For a while now, we have been working on a Mission Action Plan or a strategic plan for our parish. I'm thoroughly convinced that this kind of planning is important, but I'm also aware that well intentioned planning processes often create plans that are either vapid or incomprehensible - and frequently both. (And not only in Churchland, either.)

Sometimes the name and dedication of a church can give some guidance to mission planning. I've heard of parishes dedicated to St. Luke that exercise a particular ministry towards physicians, nurses and other health care workers, for example.

Our parish church is dedicated to St. James the Apostle. Over the past year or so, this has led to some conversations with my unpaid curate about the prospect of having some members of the parish walk the Camino in Spain, the traditional pilgrimage to the relics of St. James at Santiago de Compostella.
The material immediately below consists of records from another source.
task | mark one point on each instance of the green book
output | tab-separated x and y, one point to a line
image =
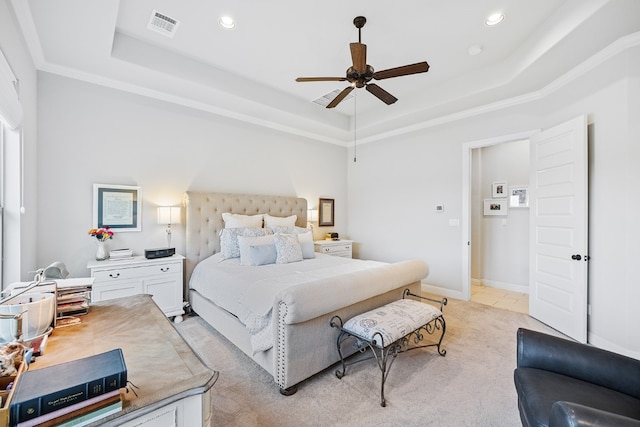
49	389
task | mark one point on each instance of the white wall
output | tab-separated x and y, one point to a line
90	134
20	229
500	244
395	185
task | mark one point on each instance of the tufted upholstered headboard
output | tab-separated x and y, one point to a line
204	218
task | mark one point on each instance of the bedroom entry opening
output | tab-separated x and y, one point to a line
496	244
500	240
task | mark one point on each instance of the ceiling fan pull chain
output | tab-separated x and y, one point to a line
355	126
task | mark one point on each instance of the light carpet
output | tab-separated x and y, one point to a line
471	386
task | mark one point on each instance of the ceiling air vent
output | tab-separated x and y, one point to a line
325	99
163	24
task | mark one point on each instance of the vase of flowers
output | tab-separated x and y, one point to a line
102	235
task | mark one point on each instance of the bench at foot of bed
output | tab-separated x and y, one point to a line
387	331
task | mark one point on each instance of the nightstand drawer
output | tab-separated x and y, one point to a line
137	272
336	249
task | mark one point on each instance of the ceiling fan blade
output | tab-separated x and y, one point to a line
340	97
321	79
382	94
359	56
420	67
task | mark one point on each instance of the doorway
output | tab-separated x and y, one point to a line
500	239
473	201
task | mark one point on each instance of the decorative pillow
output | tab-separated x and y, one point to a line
262	254
229	247
252	251
306	244
272	221
287	248
238	220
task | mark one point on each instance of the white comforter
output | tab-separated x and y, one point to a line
249	292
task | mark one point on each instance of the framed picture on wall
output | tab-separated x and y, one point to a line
494	207
519	196
499	190
117	206
325	212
Which got me to thinking ...

One of the central images of discipleship is the journey.  Jesus was constantly telling people, "Follow me." The Gospel narratives about Jesus teaching ministry are all set in the context of journeys to and from Jerusalem. As Geoffrey Tristram, SSJE recently preached:
Scripture is filled with great journeys. Jacob’s flight from his brother Esau, Joseph sold into slavery, and his journey into Egypt. The great journey of the Exodus from Egypt to the Promised Land. The journey of the wise men to see Jesus. Jesus’ journey into the wilderness. Paul’s journey from Jerusalem to Damascus. It seems that God loves to invite us to make journeys. Because through the journey God teaches us, forms us, invites us to grow and change into the person God longs for us to be. To become fully who we were created to be.

I have often been struck by a tagline I first heard of in association with All Saints Church in Pasadena.  I don't know if it originated there, but it has seemed to me to capture the nature of post-modern evangelism. I'll admit I've cribbed the concept.
Whoever you are ... 
Wherever you've come from ... 
Wherever you are on your journey of faith ...You are welcome here.

Arguably it is an invitation to pause in the journey. But I think, more accurately, it is an invitation to come and join a group of pilgrims so that we can journey together.

So the invitation is not, per se, to join our congregation or to affiliate with our brand of Christianity. It is not to sign on to the Thirty-Nine Articles nor to conform to a particular understanding of the Eucharistic Mystery. It is an invitation to walk together in faith, into deeper faith.